In goal, the picture is cleaner. “Manchester City’s James Trafford, who Newcastle have twice tried to sign, remains the primary target.” If they finally get him, it would mark a clear shift. Pope has been a reliable presence, but Trafford would represent a long-term decision, a move towards a younger first-choice goalkeeper aligned with the broader age-profile strategy.
So where does that leave Newcastle? In a place that is less chaotic than it might seem from the outside. Players have been sold for serious money. Targets are young and clearly profiled. The UEFA shadow is there, no question, but the club’s actions suggest they are trying to come out of this window leaner, younger and with enough quality to push forward again. Whether they get that balance right is another matter. That is what the rest of the summer will decide.

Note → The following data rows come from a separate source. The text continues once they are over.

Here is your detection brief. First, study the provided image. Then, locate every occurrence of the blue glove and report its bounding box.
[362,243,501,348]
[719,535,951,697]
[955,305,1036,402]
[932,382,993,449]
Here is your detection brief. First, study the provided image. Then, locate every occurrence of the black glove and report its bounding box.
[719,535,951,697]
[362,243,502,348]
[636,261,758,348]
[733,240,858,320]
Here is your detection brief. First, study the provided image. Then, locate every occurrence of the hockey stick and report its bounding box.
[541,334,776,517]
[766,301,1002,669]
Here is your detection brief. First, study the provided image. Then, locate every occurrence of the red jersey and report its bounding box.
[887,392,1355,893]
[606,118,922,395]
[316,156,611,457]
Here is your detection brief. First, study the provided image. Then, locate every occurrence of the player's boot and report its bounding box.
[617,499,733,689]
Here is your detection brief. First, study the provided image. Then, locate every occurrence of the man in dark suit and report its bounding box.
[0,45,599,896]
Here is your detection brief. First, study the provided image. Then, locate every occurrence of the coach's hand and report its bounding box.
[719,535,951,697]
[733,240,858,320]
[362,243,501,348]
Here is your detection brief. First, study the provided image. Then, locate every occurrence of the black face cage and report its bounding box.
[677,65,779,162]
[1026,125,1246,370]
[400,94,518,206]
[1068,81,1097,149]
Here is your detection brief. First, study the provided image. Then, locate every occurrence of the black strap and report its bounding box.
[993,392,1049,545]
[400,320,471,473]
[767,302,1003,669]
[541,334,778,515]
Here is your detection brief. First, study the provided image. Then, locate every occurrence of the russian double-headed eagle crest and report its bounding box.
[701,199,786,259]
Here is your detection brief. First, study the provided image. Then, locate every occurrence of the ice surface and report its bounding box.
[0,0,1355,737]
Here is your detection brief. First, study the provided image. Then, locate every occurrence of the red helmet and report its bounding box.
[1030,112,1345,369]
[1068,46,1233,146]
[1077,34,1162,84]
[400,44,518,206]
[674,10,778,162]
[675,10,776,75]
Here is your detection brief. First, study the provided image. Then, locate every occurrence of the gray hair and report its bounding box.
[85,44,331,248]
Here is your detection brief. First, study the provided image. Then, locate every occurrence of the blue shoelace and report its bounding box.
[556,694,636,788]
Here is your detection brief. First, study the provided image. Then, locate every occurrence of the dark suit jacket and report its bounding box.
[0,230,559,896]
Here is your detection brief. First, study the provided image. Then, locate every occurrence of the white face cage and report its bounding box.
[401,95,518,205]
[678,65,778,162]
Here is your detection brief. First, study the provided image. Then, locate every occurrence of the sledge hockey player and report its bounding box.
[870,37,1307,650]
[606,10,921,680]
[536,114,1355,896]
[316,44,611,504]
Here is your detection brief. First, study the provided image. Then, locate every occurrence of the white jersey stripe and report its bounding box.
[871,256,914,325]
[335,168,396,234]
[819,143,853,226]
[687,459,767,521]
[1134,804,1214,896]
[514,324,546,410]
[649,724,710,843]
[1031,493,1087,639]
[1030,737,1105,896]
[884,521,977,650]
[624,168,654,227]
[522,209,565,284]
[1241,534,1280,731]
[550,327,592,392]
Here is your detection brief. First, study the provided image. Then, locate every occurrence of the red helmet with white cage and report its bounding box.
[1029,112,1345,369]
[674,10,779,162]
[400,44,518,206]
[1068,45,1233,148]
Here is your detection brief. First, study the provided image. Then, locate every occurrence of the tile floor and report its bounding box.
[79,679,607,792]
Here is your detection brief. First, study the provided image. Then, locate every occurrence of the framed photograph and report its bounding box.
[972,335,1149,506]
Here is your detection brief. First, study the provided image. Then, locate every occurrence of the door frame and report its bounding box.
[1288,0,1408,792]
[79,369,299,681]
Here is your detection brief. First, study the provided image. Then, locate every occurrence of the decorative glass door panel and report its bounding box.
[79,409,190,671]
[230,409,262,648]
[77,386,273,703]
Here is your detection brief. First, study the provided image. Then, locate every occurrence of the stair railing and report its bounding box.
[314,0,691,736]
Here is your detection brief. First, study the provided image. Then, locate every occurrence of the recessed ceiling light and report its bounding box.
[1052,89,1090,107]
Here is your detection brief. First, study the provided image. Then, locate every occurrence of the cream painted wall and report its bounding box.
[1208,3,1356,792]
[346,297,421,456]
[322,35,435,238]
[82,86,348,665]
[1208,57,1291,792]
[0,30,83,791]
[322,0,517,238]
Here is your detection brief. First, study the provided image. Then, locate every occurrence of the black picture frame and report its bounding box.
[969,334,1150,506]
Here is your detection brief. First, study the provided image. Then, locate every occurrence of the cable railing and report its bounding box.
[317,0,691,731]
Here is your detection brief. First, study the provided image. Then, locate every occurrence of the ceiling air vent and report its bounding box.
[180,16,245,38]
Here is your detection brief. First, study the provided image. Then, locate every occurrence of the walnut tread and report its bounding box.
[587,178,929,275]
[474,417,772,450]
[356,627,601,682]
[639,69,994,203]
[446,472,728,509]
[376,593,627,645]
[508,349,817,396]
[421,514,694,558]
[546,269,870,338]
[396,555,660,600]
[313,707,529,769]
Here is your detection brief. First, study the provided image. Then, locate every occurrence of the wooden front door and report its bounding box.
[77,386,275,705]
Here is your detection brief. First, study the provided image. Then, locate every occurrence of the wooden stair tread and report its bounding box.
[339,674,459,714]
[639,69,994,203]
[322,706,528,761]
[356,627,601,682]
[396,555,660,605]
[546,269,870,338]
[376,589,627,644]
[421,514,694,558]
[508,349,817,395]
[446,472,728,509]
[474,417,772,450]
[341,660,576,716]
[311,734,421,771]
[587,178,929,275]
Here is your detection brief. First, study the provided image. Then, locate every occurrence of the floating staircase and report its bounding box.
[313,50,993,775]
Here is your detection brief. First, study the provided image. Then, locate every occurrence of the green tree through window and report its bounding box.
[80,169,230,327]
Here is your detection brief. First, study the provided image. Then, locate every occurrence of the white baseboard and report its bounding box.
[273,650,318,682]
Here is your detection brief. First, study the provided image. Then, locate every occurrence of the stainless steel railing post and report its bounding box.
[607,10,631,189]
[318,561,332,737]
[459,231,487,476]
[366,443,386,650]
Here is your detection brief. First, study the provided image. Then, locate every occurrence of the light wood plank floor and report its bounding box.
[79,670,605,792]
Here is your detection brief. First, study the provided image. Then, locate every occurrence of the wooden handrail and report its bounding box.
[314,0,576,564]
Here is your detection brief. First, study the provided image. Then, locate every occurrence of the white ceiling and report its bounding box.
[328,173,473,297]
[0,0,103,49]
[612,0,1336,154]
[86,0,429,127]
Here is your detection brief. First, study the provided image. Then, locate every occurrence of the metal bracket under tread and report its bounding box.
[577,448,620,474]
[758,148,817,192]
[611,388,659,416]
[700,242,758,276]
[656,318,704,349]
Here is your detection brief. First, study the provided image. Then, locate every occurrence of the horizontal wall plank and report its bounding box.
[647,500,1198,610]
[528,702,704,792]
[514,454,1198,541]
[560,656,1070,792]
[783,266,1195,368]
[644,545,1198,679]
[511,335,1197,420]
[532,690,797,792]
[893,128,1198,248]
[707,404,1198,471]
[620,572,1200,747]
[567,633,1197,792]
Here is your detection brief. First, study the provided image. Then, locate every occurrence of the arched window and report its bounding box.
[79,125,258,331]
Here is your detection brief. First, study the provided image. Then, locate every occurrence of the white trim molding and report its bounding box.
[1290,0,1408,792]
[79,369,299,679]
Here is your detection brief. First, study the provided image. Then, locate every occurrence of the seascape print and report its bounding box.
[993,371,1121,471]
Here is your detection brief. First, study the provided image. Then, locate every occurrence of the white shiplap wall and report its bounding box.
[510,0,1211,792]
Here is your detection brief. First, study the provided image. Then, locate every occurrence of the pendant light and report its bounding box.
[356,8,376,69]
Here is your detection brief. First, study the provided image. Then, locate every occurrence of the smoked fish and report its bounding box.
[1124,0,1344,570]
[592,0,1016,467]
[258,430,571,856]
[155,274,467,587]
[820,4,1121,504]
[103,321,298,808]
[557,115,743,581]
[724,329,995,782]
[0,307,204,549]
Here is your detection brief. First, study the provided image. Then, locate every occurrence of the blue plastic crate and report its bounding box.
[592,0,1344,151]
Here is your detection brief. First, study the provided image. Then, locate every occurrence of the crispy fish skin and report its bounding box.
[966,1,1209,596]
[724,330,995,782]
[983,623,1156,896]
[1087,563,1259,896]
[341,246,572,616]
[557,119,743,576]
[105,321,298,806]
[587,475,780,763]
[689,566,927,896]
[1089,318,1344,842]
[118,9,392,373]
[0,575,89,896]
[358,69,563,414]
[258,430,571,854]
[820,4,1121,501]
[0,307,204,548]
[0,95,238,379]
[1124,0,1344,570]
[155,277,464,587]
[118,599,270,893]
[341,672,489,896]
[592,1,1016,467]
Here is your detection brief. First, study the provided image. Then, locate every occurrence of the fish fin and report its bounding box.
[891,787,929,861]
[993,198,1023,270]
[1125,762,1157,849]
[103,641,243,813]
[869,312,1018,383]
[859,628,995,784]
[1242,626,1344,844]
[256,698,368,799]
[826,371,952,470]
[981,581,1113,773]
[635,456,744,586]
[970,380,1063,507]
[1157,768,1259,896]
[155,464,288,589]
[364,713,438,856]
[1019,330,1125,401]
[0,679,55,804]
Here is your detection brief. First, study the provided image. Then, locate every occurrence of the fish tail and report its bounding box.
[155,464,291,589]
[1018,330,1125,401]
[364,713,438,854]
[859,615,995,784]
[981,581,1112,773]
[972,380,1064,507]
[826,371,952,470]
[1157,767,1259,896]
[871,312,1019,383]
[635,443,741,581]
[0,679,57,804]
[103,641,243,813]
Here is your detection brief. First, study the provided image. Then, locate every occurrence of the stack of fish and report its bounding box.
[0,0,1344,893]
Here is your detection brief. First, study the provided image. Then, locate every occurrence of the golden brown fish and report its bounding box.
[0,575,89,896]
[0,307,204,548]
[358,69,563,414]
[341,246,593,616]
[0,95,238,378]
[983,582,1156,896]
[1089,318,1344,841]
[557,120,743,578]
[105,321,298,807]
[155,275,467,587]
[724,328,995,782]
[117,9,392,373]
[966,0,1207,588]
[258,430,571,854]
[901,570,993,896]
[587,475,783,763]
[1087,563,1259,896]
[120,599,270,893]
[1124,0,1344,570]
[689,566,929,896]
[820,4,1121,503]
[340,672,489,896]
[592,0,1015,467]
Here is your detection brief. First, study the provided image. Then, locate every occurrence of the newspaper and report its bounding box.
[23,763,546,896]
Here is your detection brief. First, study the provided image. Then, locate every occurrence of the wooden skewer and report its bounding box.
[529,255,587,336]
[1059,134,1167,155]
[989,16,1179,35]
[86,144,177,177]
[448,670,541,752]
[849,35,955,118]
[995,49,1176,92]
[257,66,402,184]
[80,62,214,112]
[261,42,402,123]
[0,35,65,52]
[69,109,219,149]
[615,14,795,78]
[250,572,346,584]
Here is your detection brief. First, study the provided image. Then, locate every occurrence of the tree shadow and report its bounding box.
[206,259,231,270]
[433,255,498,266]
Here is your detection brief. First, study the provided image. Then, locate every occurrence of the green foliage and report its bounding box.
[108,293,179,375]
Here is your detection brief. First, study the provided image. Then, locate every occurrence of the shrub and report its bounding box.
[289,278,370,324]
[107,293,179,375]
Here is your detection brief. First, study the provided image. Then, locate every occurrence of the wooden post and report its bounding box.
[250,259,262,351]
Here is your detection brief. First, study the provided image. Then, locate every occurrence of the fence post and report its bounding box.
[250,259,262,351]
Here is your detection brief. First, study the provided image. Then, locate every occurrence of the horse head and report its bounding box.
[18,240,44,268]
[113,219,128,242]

From a Newcastle supporter’s point of view, this all feels a bit cold, but maybe it has to. Tonali going to Spurs for up to £100m is hard to stomach, especially when you want top players to arrive, not leave. But if he wanted the move and the club got full value, there is no point pretending this was some sort of disaster. The real issue is what Newcastle do with the money.
Toure sounds exciting and Manzambi looks like exactly the sort of sharp, upward-trending midfielder we should be chasing. The concern is obvious enough, potential is great, but potential does not always get you through a tough Premier League winter. We still need enough ready-made quality in the team, especially in midfield and in goal.
The strongest line in the whole report is that Bruno Guimaraes is “not for sale”. Good. That has to be the stance. You can sell Gordon, you can sell Tonali, but there comes a point where fans need to see that the core still means something. Bruno staying matters emotionally and tactically.
Trafford feels like the key domino now. If Newcastle land him, add Manzambi and another proper midfielder, the mood changes quickly. If this turns into a window of project players without enough first-team certainty, supporters will get twitchy. Fairly so. Sustainable is fine. Sustainable has to remain competitive.